Masa remaja merupakan waktu pada setiap individu dimana mereka mengalami tahap perkembangan kepribadian, bisa dibilang sebagai waktu untuk mencari jati diri. Sebenarnya setiap remaja akan mengalami perubahan kebiasaan dalam hidupnya, namun hanya bersifat sementara tergantung kondisi fisik dan mentalnya. Menurut kenyataan yang ada, kesehatan mental atau psikologi remaja sangat rentan mengalami gangguan. Hal yang membedakan adalah sejauh mana remaja mengalami gangguan mental, apakah ringan, sedang atau berat sekalipun.

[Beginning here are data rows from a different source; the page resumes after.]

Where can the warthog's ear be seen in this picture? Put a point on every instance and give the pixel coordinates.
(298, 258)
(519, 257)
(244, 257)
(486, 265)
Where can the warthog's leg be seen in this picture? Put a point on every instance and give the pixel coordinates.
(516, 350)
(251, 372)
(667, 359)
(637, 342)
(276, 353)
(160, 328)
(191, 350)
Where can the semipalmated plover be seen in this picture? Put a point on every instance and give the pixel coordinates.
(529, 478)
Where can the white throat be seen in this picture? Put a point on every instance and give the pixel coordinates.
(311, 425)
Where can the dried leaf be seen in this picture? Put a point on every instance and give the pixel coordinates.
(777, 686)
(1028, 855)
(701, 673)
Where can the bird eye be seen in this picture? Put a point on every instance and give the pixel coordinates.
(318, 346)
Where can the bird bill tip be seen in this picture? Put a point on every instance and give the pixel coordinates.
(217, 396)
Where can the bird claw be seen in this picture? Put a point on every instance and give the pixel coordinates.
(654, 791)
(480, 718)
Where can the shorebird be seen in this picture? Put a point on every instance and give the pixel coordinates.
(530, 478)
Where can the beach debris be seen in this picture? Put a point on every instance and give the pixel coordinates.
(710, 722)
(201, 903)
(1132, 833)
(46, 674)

Gejala-gejala gangguan mental yang dapat dialami remaja sebenarnya dapat diatasi, jangan dibiarkan begitu saja karena dikhawatirkan akan menjadi gangguan mental yang bersifat lebih kompleks. Untuk itu kita perlu mengetahui kebiasaan-kebiasaan buruk yang bisa membuat remaja mengalami gangguan mental agar dapat menghindarinya. Berikut ini adalah 4 kebiasaan buruk para remaja yang dapat memicu gangguan mental:
- Selalu berpikir negatif tentang diri sendiri
Faktor ini termasuk ke dalam faktor kognitif. Kebiasaan ini dibudayakan sejak remaja masih kecil, orang-orang yang sudah terbisa untuk pesimis, mudah putus asa dan rendah diri berpotensi untuk mengalami depresi. Depresi didorong dari rasa takut dan stress yang dibiarkan secara terus menerus.
- Memendam emosi
Setiap orang pasti pernah merasakan emosinya naik, tetapi ada sebagian orang yang tidak mudah meluapkannya di depan orang. Bersikap sabar memang baik, akan tetapi ada kalanya kita perlu untuk mengungkapkan apa yang kita rasakan. Emosi tidak hanya diungkapkan dengan marah-marah, kita dapat menyampaikan pada orang lain bahwa kita sedang marah, kecewa dan sedih kepada orang yang bersangkutan. Karena kebiasaan memendam perasaan bagi remaja akan berakibat pada terganggunya kesehatan mental.
- Perfeksionis
Perfeksionis cenderung kepada sikap yang dialami oleh remaja. Ada sebagian kebiasaan para remaja yang menginginkan hal-hal di sekitarnya harus sempurna. Karena tuntutan tersebut, setiap kali hal-hal di sekitarnya tidak berjalan dengan apa yang diharapkannya, maka akan menimbulkan rasa kekecewaan dan sedih yang mendalam. Setelah itu, muncul rasa kecemasan dan berujung pada gangguan kejiwaan.
- Ketergantungan
Ketergantungan adalah hal yang berawal dari kebiasaan, kebiasaan dalam lingkup remaja masa kini adalah ketergantungannya terhadap gadget. Tanpa kita sadari, teknologi tersebut memaksa kita untuk hidup bergantung pada hal-hal yang bersifat elektronik dan online. Remaja yang lahir di era 2000an sudah terbiasa hidup dengan gadget, bisa dibayangkan sendiri apabila dalam satu waktu mereka diminta untuk berhenti melakukan kebiasaannya memegang gadget. Hal ini akan menimbulkan stres, kebingungan, khawatir dan perasaan tertekan yang berlebihan.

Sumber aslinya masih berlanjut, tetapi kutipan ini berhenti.